The variable of main relevance was the difference in blood pressure measurements between the two-year visit and the inclusion visit, noted as BP2 –BP0 , and calculated for SBP, DBP and PP. An increase in blood pressure between both visits therefore corresponded to a positive value in this difference.

Since SBP is a better vascular risk predictor in the elderly individual [8], we detailed changes in SBP and the associated factors.

Analysis plan

The characteristics at inclusion were described, and then compared with those of the non-included group so as to identify any possible bias.

The averages of the initial and two-year blood pressure measurements (SBP, DBP, PP), and of their differences between inclusion and follow-up at 2years, were studied.

The change in SBP was analysed by considering several factors, namely age, gender, years of study, lifestyle, obesity, diabetes, hypercholesterolaemia, consumption of tobacco and alcohol, history of cardiovascular diseases, period since the last blood pressure measurement, frequency of consultations with general practitioner, blood pressure at inclusion and antihypertensive treatment at the initial visit or at the follow-up visit at 2years [7, 8, 9, 10].

In order to better understand the respective roles of the blood pressure level and the antihypertensive treatment (at inclusion and 2years later), we performed a strata analysis with crossover of these variables.

We simultaneously analysed the roles of the different variables on the changes in SBP using step-by-step multiple linear regression arranged in ascending order: the explicative variables were those with a clinical meaning, namely age, gender, lifestyle, diabetes and history of cardiovascular diseases, antihypertensive treatment and SBP level at inclusion.

Changes in PP within the 2years following inclusion were also studied but since the general interpretation was unchanged, we only present the results with SBP.

A p <0.05 value was considered significant.

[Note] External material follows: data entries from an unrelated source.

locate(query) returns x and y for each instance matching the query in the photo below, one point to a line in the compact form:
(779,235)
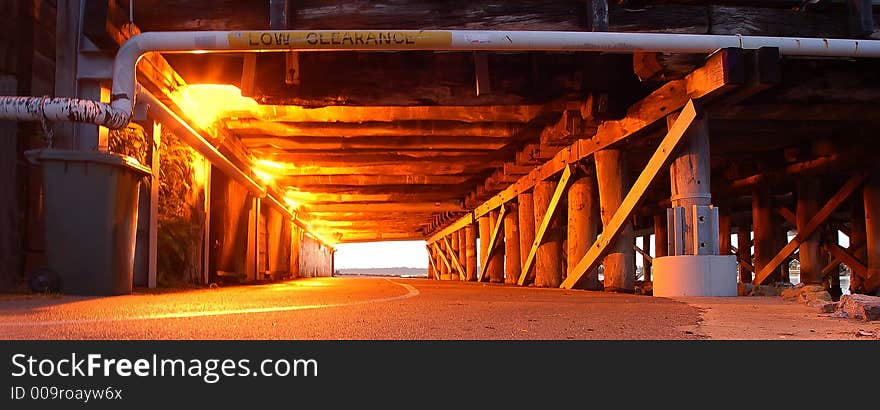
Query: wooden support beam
(344,143)
(471,255)
(837,252)
(512,264)
(370,129)
(452,249)
(861,18)
(526,204)
(815,221)
(724,232)
(762,223)
(616,223)
(871,198)
(810,257)
(495,266)
(485,226)
(583,225)
(786,214)
(546,216)
(744,253)
(660,236)
(549,252)
(360,114)
(722,72)
(445,268)
(619,260)
(462,253)
(495,223)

The statistical analysis was performed using the SAS version 9.1 software (SAS Institute, Cary, NC, United States).

Characteristics of the sample

Out of 9294participants in the 3C Study, 371 with no blood pressure measured at the initial visit were excluded from the analysis. At the follow-up visit of 2years, 1264participants (including 25 deceased) had no measure of their blood pressure and were also excluded. In total, the sample included 7659participants (Figure 1).

Figure 1

Figure 1. 

Participants in study on the changes in blood pressure between the inclusion visit and the follow-up visit at 2years.


The characteristics of the sample at inclusion are detailed in Table 1: the average age was 74 years, 61% of participants were women, 13% were obese, 10% were diabetic and 9% had a history of cardiovascular diseases.

The average blood pressure was 146.5/82.3mmHg and the average PP was 64.5mmHg. Close to half of participants received an antihypertensive treatment and over three quarters had hypertension according to the convention indicated earlier.

The comparisons of the sample with the non-included individuals revealed that the latter were older (76.1 [standard deviation=6.1] vs 74.2 [5.4]years, p <0.0001) and had a higher vascular risk: more diabetes (15% vs 10%), more hypertension (81% vs 77%) and greater history of cardiovascular diseases (13% vs 9%).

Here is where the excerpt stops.